A Fireside Chat with Mr. Mohamad FakihThree key takeaways for building a successful business
We had the honour of hosting an event for members of the Toronto Chapter of Entrepreneurs’ Organization this spring. The gathering centred on a Q&A with one of city’s most intriguing and ambitious entrepreneurs: Mohamad Fakih, Founder and President of Paramount Fine Foods.
Mr. Fakih has had quite the journey, from starting his career path as a gemologist, to now running one of the world’s fastest growing halal food restaurant brands and grocery store chains. During the event, Mr. Fakih answered questions about his meteoric rise through business, shared his insights with a fascinated audience, and gave thoughtful answers to questions surrounding his community involvement, perspectives on franchising, and lessons learned along the way.
This session was moderated by our Partner, Jordan Gould.
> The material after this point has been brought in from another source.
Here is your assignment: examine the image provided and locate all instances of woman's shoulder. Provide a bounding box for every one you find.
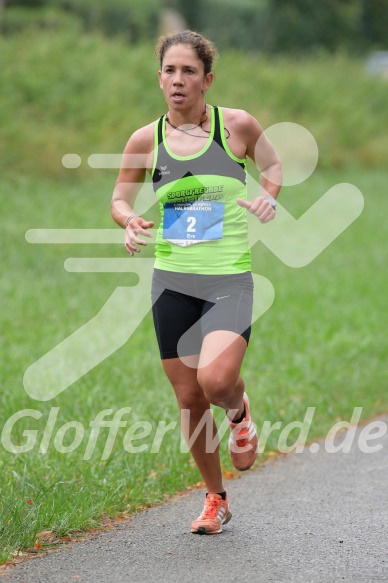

Here are summaries of three of his tips on growing a business globally, where community values reign paramount.
Jordan Gould (JG): When it comes to franchising and finding local partners, how do you ensure they run the business the way you want?
Mohamad Fakih (MF): Lending your “baby” to someone is hard, and franchising is harsh when your heart is in your business; but franchising has changed my life. So to sum it up in one word: TRAINING. Train them on the company culture, train on procedures, train on communicating (and communicate on training!). You can never train enough. It also doesn’t stop there – you need to keep training. Get involved and have them get involved in every aspect of the business. Go behind the dish pit, work with each employee, show the new franchisor that each job at the establishment is honourable. Invest in training; lead by example; and communicate.
JG: How do you translate your values to your franchisors or team members?
MF: When you’re starting out, you can never be prepared enough, but: do your homework and hire the right people. Hire people that remind you of yourself when you started out; this quality shows that they’re hungry, and they understand that this venture is as precious to their life and family as much as it is to yours. Once you bring them on board, let them really be a part of the development, instead of just asking them to do things. When everyone feels part of the creation, they are part of the growth, they become a partner. It’s not easy, but that’s why not everyone does it. As a business owner, continue to get them involved personally, and they will be there to hold up their side of the table.
JG: Should the vision still be just your own values as the brand grows?
MF: No. The whole team must create it together. Take what your partners know, have them buy in. As long as it’s not changed completely, the culture can be tweaked as it grows and evolves. Just be sure to make your team part of the creation. It’s important to set the tone as CEO, maintain and train that vision and culture, but then maintain accountability of your team; what has worked for me is the “100/0 way of thought”: ownership is 100%, excuses are 0%. Everyone owns the responsibility for the best interests of the company. Lead by example.
What were Mr. Fakih’s parting words about finding success in business?
Satisfy your heart. When your heart is satisfied, that’s when you sleep well at night, and when you can do that it doesn’t matter where you lay your head.